Because the wall is divided into sections, some of which are in better shape than others, tourists have a number of options when deciding where to go. Forty three miles north of Beijing, the Badaling section is probably the most popular section for travelers to visit. Unlike some of the more rural sections, Badaling features brick-faced walls, a wide walkway and structurally intact military buildings. It was also the first section of the wall open to tourists.
Also close to Beijing, the Mutianyu section offers much of the same spectacle and cultural heritage as the Badaling section, but without the crowds. Visitors can stay in the village of Mutianyu itself, which was built by the workers who originally built the Great Wall, where there are a variety of restaurants, shops and other attractions to keep families busy.
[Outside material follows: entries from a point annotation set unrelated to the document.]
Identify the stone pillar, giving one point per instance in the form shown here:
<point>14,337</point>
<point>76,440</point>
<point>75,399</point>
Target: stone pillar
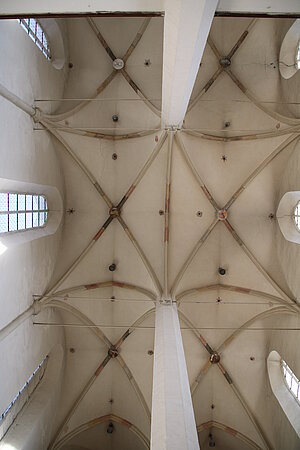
<point>173,424</point>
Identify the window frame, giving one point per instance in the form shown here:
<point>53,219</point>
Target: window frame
<point>22,397</point>
<point>25,211</point>
<point>45,49</point>
<point>286,369</point>
<point>296,215</point>
<point>297,57</point>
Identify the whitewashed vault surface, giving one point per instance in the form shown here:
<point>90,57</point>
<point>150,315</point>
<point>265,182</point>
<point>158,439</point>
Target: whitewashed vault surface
<point>169,208</point>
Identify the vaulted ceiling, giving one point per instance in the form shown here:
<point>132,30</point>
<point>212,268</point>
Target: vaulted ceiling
<point>231,153</point>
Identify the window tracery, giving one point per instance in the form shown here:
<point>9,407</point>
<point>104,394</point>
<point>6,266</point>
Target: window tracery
<point>37,34</point>
<point>297,214</point>
<point>22,397</point>
<point>291,380</point>
<point>298,56</point>
<point>19,212</point>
Further away from Beijing are the Simatai and Haunhuacheng sections of the Great Wall. Although they are somewhat rundown, both sections retain their original 17th-century appearance, evoking the mystery and grandeur of the late Ming Dynasty. Huanhuacheng in particular has great natural beauty: the wall, which snakes along forested ridgelines, is surrounded by clear lakes and seas of bright-yellow wildflowers that bloom during the summer.
In addition to a valid passport, American citizens traveling to the Great Wall must also have a Chinese travel visa. To apply, travelers must submit the visa application, which is downloadable from the website of the Chinese Embassy, along with a recent passport-sized (2-inch) photo. In the application, they must also specify whether they are traveling for business, study or tourism, since the embassy requires different documents for each.
Travelers should also consider having vaccinations for diseases such as malaria, rabies and hepatitis (both A and B), which may be prevalent in certain areas of the country. The Centers for Disease Control (CDC) publishes up-to-date travel health information that includes vaccine recommendations on its website.